Cinda's managers, for the most part, are sophisticated financial engineers: Fang earned a doctorate in economics at Stanford University and spent five years at the World Bank before joining CCB and overseeing Cinda's creation. He and his co-managers provide a sharp contrast to China's secrecy-obsessed bureaucracies. Already, Cinda has solicited advice on debt-equity swaps from everyone from Goldman, Sachs & Co. to former Federal Reserve ChairMan Paul A. Volcker. "We need all the help we can get," saYs Lin Shoukang, Cinda's executive associate director for international business.
Cinda plans to open 25 regional offices in the next few months and double its staff, to more than 2,000. Its focus will be on real estate-glutted Guangdong province and other hard-hit areas, such as the island province of Hainan. To keep expenses down, Cinda is encouraging its offices to consider using real estate and even autos acquired through debt swaps. In Beijing, Cinda's headquarters sit in a complex the agency acquired in exactly this way.
Cinda is already acting aggressively. In one of its first restructurings, of China United Cement Co. in early September, the workout firm brought together three ailing cement companies. Cinda wants the new company to acquire dozens of other small plants in the highly fragmented industrial sector. At Jiangxi Guixi Fertilizer Plant, a producer of phosphate, Cinda is swapping debt for equity worth $107 million, thus reducing the company's debt-to-equity ratio from 90% to only 26%.

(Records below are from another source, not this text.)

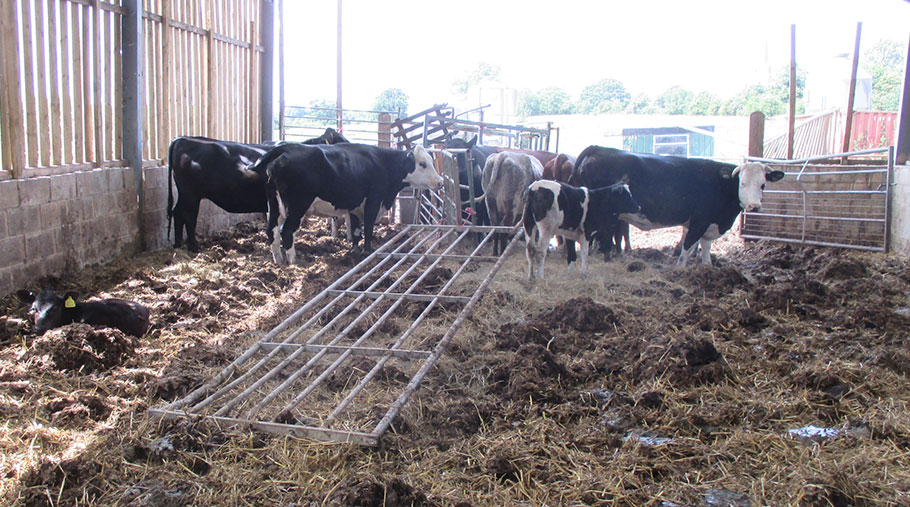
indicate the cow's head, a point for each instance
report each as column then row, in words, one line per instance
column 47, row 309
column 424, row 174
column 752, row 178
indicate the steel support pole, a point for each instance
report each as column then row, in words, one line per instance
column 266, row 70
column 132, row 79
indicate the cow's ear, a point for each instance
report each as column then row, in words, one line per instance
column 774, row 175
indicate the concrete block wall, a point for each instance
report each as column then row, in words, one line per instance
column 53, row 225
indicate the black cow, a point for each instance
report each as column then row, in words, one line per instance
column 347, row 176
column 479, row 156
column 575, row 213
column 703, row 195
column 49, row 311
column 204, row 168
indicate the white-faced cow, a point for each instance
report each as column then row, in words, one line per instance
column 204, row 168
column 48, row 311
column 348, row 176
column 506, row 178
column 702, row 195
column 575, row 213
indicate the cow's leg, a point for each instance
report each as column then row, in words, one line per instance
column 276, row 214
column 705, row 250
column 289, row 227
column 624, row 232
column 190, row 215
column 370, row 211
column 690, row 242
column 571, row 256
column 355, row 230
column 532, row 251
column 333, row 225
column 584, row 257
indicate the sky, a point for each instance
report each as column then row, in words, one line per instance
column 423, row 47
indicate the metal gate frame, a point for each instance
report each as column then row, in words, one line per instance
column 237, row 395
column 753, row 226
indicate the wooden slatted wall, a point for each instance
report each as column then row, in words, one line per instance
column 60, row 80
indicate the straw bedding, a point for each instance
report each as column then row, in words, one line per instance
column 643, row 384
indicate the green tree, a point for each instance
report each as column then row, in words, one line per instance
column 392, row 99
column 675, row 100
column 639, row 104
column 885, row 61
column 604, row 96
column 484, row 71
column 704, row 103
column 546, row 101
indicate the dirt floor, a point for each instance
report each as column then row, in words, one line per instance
column 779, row 376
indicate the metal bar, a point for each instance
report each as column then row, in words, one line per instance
column 303, row 394
column 814, row 217
column 484, row 258
column 889, row 177
column 293, row 336
column 357, row 351
column 274, row 428
column 311, row 341
column 229, row 369
column 381, row 363
column 816, row 158
column 399, row 295
column 827, row 192
column 444, row 342
column 816, row 243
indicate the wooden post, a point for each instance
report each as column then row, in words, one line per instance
column 338, row 106
column 132, row 80
column 792, row 119
column 281, row 70
column 9, row 31
column 849, row 126
column 385, row 130
column 265, row 70
column 164, row 103
column 756, row 134
column 903, row 133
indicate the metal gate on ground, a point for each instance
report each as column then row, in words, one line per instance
column 342, row 366
column 840, row 200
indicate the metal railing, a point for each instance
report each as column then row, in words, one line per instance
column 844, row 205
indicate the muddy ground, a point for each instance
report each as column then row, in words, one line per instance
column 643, row 384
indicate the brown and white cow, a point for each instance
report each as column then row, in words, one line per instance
column 560, row 168
column 575, row 213
column 506, row 177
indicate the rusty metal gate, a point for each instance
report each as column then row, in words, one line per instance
column 344, row 364
column 840, row 200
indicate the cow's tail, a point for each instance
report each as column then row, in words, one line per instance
column 574, row 179
column 170, row 191
column 493, row 163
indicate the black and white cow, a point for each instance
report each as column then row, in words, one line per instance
column 347, row 176
column 48, row 310
column 575, row 213
column 204, row 168
column 479, row 156
column 702, row 195
column 506, row 178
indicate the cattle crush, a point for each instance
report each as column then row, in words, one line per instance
column 288, row 382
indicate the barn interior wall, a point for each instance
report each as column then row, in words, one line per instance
column 900, row 211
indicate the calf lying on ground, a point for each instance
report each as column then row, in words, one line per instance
column 50, row 310
column 576, row 213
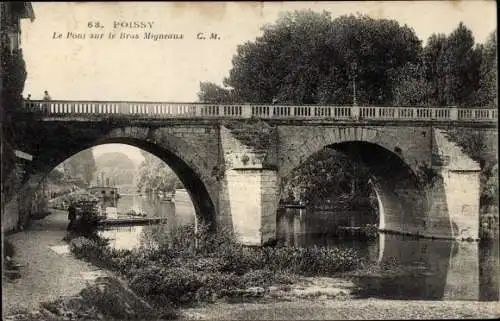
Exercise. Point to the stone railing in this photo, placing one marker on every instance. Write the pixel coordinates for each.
(242, 111)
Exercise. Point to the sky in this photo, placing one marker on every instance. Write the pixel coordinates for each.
(171, 70)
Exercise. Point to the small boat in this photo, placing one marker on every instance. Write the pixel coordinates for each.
(136, 212)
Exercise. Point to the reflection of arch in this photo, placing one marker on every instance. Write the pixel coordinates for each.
(190, 176)
(401, 199)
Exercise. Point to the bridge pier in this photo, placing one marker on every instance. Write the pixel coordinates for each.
(253, 200)
(457, 192)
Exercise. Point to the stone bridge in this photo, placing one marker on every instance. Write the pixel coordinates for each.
(231, 158)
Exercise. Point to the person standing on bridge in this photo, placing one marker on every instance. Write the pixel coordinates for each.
(46, 97)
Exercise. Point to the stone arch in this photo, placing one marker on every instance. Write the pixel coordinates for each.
(402, 200)
(177, 154)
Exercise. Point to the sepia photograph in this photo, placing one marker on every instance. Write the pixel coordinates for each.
(314, 160)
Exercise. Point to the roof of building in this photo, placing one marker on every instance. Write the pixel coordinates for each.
(23, 10)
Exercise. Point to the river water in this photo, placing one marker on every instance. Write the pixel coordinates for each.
(400, 267)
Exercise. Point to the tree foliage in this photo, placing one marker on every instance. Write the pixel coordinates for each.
(307, 57)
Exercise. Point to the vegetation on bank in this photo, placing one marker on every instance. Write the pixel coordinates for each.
(203, 267)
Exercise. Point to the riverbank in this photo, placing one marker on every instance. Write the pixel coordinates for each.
(51, 284)
(359, 309)
(201, 287)
(47, 269)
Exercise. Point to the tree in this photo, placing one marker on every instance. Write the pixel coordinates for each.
(308, 58)
(211, 93)
(487, 93)
(452, 66)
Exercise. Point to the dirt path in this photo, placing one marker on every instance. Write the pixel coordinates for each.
(49, 271)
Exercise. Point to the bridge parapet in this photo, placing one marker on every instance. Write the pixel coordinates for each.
(166, 110)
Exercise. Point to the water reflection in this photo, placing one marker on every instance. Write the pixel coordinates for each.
(400, 267)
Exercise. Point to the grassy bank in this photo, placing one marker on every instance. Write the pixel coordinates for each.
(203, 267)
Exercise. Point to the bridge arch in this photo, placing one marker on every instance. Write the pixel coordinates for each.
(402, 198)
(199, 188)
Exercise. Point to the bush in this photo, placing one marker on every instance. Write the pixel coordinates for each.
(202, 266)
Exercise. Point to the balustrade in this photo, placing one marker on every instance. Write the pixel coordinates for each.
(193, 110)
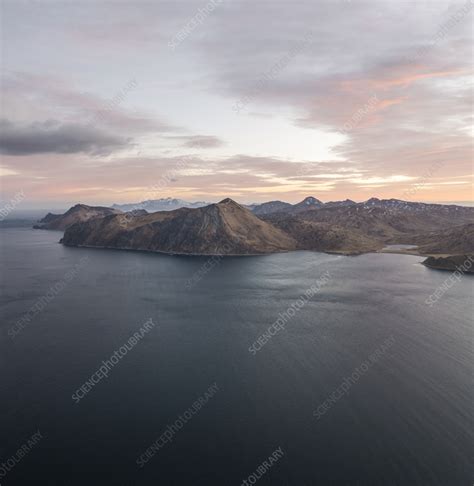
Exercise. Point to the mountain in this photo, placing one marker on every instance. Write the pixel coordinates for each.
(270, 207)
(78, 213)
(392, 223)
(228, 228)
(458, 240)
(346, 202)
(324, 236)
(216, 229)
(463, 263)
(165, 204)
(306, 204)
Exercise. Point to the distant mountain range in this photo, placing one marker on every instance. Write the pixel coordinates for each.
(342, 227)
(223, 228)
(165, 204)
(76, 214)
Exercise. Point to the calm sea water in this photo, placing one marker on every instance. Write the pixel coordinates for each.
(406, 420)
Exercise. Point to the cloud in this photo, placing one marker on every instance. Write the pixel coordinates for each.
(51, 136)
(199, 141)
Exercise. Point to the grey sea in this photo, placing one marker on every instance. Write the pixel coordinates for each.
(364, 383)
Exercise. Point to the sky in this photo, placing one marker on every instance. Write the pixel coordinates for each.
(122, 101)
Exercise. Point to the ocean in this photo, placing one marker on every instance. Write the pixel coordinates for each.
(300, 368)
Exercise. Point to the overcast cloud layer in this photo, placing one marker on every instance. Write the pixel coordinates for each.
(252, 100)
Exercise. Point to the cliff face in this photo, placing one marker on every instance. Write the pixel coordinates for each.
(223, 228)
(76, 214)
(455, 241)
(463, 263)
(227, 228)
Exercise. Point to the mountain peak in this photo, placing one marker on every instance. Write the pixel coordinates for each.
(228, 200)
(310, 200)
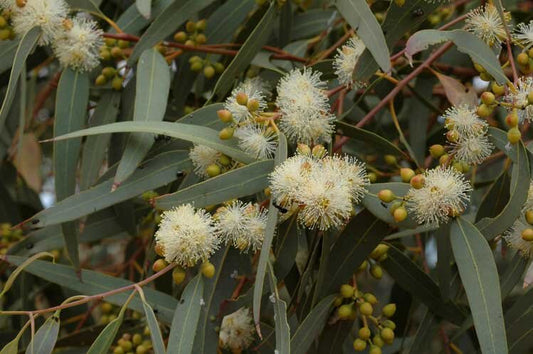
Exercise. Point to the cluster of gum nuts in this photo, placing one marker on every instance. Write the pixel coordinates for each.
(134, 344)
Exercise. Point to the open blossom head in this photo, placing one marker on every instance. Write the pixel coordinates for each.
(524, 34)
(48, 14)
(472, 149)
(346, 59)
(485, 23)
(256, 140)
(202, 157)
(519, 100)
(464, 120)
(445, 193)
(304, 107)
(237, 330)
(78, 46)
(241, 225)
(254, 89)
(187, 236)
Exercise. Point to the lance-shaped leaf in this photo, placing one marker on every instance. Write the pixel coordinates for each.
(186, 316)
(25, 46)
(167, 22)
(151, 96)
(154, 173)
(96, 283)
(189, 132)
(238, 183)
(466, 43)
(360, 17)
(479, 276)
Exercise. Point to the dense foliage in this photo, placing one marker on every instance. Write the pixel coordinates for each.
(288, 176)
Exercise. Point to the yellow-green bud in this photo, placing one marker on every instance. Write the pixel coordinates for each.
(358, 344)
(400, 214)
(366, 309)
(389, 310)
(386, 195)
(347, 291)
(178, 275)
(225, 115)
(514, 135)
(213, 170)
(436, 151)
(527, 235)
(207, 269)
(209, 71)
(226, 133)
(364, 333)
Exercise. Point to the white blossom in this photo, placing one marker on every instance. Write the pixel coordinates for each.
(237, 330)
(445, 193)
(186, 236)
(79, 46)
(346, 59)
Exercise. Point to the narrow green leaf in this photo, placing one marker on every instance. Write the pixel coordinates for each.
(154, 173)
(166, 23)
(360, 17)
(186, 316)
(95, 147)
(96, 283)
(237, 183)
(144, 7)
(358, 239)
(189, 132)
(45, 339)
(466, 43)
(151, 96)
(249, 49)
(411, 278)
(479, 275)
(311, 326)
(282, 330)
(155, 333)
(520, 180)
(106, 338)
(25, 46)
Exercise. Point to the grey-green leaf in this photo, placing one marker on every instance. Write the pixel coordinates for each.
(186, 316)
(360, 17)
(25, 46)
(45, 339)
(189, 132)
(167, 22)
(465, 41)
(151, 96)
(155, 173)
(237, 183)
(479, 276)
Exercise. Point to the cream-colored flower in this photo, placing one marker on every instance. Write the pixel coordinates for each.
(47, 14)
(445, 194)
(237, 330)
(78, 47)
(346, 59)
(187, 236)
(485, 23)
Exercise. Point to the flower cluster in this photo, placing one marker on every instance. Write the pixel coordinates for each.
(186, 236)
(76, 42)
(322, 190)
(486, 23)
(241, 225)
(467, 134)
(237, 330)
(442, 193)
(346, 59)
(304, 107)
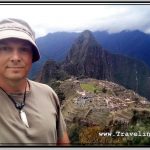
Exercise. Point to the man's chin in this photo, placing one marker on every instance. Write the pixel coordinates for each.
(15, 77)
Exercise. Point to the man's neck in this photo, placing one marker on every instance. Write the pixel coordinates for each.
(13, 86)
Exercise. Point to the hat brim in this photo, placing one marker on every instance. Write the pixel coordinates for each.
(21, 35)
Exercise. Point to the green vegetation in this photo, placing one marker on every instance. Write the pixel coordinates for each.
(89, 87)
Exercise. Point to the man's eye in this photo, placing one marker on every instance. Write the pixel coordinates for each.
(5, 48)
(24, 49)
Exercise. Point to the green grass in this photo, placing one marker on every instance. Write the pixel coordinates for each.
(88, 87)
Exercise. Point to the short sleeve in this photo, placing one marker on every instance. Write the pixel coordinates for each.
(60, 123)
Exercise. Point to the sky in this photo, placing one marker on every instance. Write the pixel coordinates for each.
(49, 18)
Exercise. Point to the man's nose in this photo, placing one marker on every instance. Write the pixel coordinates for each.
(15, 57)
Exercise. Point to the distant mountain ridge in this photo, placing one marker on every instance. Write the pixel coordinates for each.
(55, 46)
(87, 58)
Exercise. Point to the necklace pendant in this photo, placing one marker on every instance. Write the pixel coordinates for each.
(24, 118)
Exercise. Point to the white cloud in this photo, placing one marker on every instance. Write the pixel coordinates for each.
(52, 18)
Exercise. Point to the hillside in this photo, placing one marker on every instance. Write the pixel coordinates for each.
(55, 46)
(98, 105)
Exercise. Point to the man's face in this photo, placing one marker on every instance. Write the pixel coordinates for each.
(15, 59)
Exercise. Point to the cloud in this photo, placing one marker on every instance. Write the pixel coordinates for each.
(51, 18)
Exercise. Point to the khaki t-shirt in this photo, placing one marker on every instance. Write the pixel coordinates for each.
(42, 111)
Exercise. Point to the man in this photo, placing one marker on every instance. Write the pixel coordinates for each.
(29, 111)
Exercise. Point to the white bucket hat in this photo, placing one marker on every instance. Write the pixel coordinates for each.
(17, 28)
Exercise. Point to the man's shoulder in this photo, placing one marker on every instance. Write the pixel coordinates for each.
(38, 85)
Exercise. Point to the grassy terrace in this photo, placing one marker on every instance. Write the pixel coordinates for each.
(88, 87)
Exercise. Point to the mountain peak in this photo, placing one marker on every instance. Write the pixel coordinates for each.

Sounds promising. But nothing is simple in China. For one thing, Cinda is beholden to the Finance Ministry for its existence, since the Ministry provided Cinda its initial capital of $1.2 billion. If the Finance Ministry thinks Cinda is getting too aggressive in restructuring, the pressure to slow down will certainly build.
Cinda also has too many masters. Though funded by the Finance Ministry, it is supervised by the the central bank. For any restructuring that requires a listing, Cinda must get the green light from the China Securities Regulatory Commission. Already that has led to delays due to disagreements over who would call the shots, says one knowledgeable Western investment banker.
The sheer scale of the job is also a challenge. CCB has up to 150,000 bad loans on its books. For the larger cases, Cinda intends to visit the borrowers and audit their finances. And Cinda's mandate says it must finish this initial process within just four months. "I think it will take a lot longer," admits Ma Wen. But at least it's a start. And Cinda is showing the way.